Defending Against Crypto Viruses

Unpatched software presents known vulnerabilities for cybercriminal malware. Keeping the operating system and applications up to date can limit your network’s exposure to potential threats. Powerful antivirus solutions are another level of protection against viral threats. A decent antivirus program will protect against APTs, ransomware, and malware.

Keeping your device safe from crypto viruses and ransomware requires in-depth security defenses. Most email-borne threats like crypto viruses have become difficult to detect and are much more sophisticated than original development. Criminals implement fileless techniques to avoid detection, making antivirus software ineffective against some attacks. Windows automatically hides known extensions sent as attachments, which means the file “PDF.EXE” will hide by default. By re-enabling the options to see all hidden file extensions, you’ll be able to manually confirm the attachments (reducing your risk overall).

Common Defenses Against a Crypto Virus

Unfortunately, most antivirus software has fallen behind the modern exploits and advanced security exploits of crypto viruses. Common defense tactics include:

  • Using antivirus software to remove the virus often doesn’t ensure the threat is removed.
  • Installing malware removal tools to help detect ransomware, deleting it before significant problems occur
  • Perform a system restore to an earlier point on the computer, namely a time before you picked up the Crypto virus. This may not decrypt the infected files.
  • Reformat the computer’s hard drive to remove the Crypto virus. All applications and files are erased, so ensure you know what you’re doing.

The above methods can help an individual dealing with a singular attack but will often struggle on a network. When the attack impacts many files across multiple servers, it makes it incredibly difficult to undo.
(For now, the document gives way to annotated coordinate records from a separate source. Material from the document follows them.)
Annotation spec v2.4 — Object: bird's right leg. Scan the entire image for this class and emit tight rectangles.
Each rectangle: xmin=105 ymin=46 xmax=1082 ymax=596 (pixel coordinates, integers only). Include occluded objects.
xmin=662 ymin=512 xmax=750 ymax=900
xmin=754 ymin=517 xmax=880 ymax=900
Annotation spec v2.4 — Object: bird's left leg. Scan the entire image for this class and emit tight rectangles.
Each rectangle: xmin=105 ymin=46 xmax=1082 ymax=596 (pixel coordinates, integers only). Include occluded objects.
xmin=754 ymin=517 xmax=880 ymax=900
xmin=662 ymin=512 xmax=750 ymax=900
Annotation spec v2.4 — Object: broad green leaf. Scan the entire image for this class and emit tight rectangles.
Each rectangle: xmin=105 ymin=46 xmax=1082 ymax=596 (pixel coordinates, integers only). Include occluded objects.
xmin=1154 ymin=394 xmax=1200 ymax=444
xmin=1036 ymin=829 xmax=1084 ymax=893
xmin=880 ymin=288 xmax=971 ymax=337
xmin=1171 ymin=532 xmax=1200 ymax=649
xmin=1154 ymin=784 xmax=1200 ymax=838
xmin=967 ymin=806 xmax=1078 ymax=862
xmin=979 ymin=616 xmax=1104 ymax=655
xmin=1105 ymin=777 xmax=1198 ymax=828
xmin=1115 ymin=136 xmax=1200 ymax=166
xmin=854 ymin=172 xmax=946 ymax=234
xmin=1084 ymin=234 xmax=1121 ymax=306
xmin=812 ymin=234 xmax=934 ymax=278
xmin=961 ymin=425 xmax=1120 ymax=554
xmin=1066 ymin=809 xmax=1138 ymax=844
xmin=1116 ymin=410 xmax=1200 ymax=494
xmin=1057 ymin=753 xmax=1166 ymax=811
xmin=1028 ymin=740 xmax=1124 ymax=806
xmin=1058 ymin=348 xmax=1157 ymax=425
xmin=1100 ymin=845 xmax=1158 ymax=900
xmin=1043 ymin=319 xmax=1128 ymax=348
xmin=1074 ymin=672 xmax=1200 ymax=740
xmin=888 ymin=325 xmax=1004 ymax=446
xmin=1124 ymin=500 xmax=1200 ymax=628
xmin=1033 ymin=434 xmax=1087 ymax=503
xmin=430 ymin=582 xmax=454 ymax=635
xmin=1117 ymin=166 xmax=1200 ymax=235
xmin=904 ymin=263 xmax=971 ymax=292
Many believe the easiest way to unlock the files is through paying the ransom. While it might sound like a simplified option, it comes with significant risks. It’s never a good idea to send money to the criminal – even if it seems like an easy solution overall. For organizations, holding a secure email against crypto viruses and other dangerous attacks is critical. Implementing multi-layered cloud email security can minimize the risks of an attack.

Most users will try a system restore to remove the crypto virus from the system. Although this occasionally removes the malware from the system, it rarely unlocks the encrypted files. As a final option, reformatting the computer’s hard drive often removes the Crypto Virus. This option is a permanent solution but also wipes all documents and data permanently. This option should be the final choice when all other options are unsuccessful.

Conclusion

The crypto virus is a problematic attack that costs individuals and businesses nearly $1 billion annually. It impacts virtually every component of businesses, causing significant downtime trying to recover files to catastrophic data loss overall. While many affected by ransomware choose to pay the ransom, it isn’t without risk. Some cybercriminals will release the files after receiving the ransom, while others will continue to exploit their victim in hopes of receiving extra funds. Unfortunately, trying to remove the ransomware is often unsuccessful, especially when the attack extends across a server or network.

The easiest approach to crypto viruses is a strong preventative strategy. Making sure your system is patched and secure is the first line of defense. Additionally, using a strong firewall and antivirus program can protect against attacks. Finally, avoid downloading or interacting with unfamiliar links or files, checking the extensions carefully.